# Welcome to Full Stack Machine Learning's Week 4 Project!

In the final week, you will return to the workflow you built last week on the [taxi dataset](https://www.nyc.gov/site/tlc/about/tlc-trip-record-data.page). 

## Task 1: Deploy the champion
Use what you have learned in the last two weeks to make necessary modifications and to deploy your latest version of the `TaxiFarePrediction` flow to Argo.
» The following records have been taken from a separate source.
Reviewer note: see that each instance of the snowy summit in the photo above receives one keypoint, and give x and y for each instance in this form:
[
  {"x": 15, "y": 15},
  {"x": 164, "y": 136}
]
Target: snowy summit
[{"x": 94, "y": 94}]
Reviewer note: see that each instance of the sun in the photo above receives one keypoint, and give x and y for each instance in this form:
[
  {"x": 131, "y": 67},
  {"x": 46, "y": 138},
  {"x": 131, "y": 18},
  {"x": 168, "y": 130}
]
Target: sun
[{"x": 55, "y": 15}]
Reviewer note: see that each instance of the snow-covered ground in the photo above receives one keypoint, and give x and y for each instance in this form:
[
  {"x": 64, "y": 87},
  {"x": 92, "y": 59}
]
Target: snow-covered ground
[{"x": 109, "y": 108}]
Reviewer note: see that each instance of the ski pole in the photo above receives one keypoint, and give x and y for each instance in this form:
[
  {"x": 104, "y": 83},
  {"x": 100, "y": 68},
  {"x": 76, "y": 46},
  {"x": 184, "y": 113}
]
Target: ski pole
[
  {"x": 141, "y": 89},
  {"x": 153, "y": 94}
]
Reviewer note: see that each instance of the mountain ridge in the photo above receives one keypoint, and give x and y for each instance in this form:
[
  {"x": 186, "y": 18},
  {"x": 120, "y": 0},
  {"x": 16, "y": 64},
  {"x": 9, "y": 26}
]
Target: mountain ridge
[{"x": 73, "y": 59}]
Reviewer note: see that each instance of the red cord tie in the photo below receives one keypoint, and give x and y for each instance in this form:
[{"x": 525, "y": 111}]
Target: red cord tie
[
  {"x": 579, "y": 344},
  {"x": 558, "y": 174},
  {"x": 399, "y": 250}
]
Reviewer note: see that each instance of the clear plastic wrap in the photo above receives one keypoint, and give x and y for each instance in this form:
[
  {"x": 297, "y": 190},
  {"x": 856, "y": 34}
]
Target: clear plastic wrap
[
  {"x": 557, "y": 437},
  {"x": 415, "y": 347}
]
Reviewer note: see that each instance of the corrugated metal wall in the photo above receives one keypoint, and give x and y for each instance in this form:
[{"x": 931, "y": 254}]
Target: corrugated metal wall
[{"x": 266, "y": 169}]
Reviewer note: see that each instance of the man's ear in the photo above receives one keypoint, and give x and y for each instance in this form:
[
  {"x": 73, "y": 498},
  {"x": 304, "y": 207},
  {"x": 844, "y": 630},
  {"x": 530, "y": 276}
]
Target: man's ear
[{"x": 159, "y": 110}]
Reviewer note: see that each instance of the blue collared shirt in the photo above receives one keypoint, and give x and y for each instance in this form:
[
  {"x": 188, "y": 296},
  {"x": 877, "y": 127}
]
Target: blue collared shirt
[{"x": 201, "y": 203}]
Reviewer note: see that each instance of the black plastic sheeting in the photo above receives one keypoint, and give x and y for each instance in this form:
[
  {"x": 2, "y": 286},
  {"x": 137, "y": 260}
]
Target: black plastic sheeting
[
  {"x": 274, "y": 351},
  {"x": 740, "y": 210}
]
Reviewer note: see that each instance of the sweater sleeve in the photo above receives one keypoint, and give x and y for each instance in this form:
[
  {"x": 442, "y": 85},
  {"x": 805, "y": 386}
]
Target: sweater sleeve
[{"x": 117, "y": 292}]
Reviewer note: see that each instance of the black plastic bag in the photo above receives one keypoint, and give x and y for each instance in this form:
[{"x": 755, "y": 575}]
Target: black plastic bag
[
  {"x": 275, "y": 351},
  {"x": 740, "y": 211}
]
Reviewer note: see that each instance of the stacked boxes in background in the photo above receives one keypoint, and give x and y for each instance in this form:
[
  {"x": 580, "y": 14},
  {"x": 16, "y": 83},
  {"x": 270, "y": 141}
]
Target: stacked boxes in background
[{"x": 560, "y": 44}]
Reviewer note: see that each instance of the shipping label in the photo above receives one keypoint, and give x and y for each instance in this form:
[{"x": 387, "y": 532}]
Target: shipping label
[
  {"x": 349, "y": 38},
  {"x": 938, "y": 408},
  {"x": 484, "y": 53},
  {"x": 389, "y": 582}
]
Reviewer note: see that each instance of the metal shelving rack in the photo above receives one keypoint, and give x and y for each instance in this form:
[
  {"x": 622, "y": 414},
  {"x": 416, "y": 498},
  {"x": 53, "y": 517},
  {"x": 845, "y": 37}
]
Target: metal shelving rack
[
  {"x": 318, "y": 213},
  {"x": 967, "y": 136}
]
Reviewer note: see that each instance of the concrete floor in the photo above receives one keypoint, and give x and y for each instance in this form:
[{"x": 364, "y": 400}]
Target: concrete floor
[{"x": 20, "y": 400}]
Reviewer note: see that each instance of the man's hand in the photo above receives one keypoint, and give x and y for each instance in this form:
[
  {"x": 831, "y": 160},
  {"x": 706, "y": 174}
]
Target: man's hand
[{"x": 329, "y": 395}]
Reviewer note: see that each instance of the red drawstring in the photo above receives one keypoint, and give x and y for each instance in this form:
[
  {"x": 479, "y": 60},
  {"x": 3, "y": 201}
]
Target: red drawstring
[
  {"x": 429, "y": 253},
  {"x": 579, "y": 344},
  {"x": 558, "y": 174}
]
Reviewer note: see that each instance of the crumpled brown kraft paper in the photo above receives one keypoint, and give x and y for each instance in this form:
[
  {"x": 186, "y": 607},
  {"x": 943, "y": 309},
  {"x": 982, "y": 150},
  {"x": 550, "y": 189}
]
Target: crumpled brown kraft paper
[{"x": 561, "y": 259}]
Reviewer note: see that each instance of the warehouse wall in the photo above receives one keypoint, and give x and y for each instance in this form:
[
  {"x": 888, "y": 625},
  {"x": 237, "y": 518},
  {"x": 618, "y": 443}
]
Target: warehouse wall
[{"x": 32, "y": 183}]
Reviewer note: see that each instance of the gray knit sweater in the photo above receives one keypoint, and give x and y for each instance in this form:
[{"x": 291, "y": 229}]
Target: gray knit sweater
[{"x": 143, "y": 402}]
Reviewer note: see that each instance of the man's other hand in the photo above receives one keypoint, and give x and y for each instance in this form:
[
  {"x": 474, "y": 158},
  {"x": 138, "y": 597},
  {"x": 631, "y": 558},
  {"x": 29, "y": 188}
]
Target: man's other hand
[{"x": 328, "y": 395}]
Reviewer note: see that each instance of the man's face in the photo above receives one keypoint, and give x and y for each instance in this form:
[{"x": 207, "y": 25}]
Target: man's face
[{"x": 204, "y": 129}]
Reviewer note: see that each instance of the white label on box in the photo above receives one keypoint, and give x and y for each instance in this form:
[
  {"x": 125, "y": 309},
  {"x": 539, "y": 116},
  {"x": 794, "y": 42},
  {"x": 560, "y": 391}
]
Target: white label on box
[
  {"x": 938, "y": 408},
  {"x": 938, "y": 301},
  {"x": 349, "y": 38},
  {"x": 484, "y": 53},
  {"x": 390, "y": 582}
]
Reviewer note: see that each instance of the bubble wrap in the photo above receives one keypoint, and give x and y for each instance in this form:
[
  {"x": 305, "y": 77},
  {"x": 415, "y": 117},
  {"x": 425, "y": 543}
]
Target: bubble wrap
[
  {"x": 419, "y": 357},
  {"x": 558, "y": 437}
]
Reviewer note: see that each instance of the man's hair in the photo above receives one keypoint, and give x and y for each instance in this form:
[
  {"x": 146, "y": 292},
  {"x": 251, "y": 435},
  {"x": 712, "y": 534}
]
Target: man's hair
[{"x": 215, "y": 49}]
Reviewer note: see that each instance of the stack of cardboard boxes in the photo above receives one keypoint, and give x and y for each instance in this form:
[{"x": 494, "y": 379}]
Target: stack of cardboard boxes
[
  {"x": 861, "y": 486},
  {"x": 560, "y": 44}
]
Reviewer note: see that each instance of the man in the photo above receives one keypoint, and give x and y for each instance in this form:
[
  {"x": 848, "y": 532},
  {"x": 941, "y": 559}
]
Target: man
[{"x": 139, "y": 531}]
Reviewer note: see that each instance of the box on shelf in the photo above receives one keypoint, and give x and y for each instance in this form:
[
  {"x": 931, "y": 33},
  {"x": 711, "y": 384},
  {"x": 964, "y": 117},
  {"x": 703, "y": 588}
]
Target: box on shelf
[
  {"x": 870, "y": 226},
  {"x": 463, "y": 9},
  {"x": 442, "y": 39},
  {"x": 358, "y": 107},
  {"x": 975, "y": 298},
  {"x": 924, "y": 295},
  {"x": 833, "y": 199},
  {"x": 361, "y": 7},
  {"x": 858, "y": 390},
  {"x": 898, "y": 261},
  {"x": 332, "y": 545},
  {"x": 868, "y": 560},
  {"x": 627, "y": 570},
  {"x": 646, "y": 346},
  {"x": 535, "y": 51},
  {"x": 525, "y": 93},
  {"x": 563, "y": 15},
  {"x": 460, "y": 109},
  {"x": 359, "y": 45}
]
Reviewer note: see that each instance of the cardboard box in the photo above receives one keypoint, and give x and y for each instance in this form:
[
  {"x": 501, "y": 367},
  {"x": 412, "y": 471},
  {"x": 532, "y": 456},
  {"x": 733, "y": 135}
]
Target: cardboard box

Use `--branch champion` to denote this deployment as the champion model.

### The Baseline Model

Modified the code from Week 3 project
- Removed @trigger
- Added @project
- Siimplified the @card


In [34]:
%%writefile ./taxi_faire_linear_regression.py
from metaflow import FlowSpec, step, card, conda_base, current, Parameter, Flow, project, retry
from metaflow.cards import Markdown, Table, Image, Artifact

URL = "https://outerbounds-datasets.s3.us-west-2.amazonaws.com/taxi/latest.parquet"
DATETIME_FORMAT = "%Y-%m-%d %H:%M:%S"

# @trigger(events=["s3"])   # Disable trigger for this project.
@project(name="fullstack")  # <-- Add project
@conda_base(
    libraries={
        "pandas": "1.4.2",
        "pyarrow": "11.0.0",
        "scikit-learn": "1.1.2",
    }
)
class TaxiFarePrediction(FlowSpec):
    data_url = Parameter("data_url", default=URL)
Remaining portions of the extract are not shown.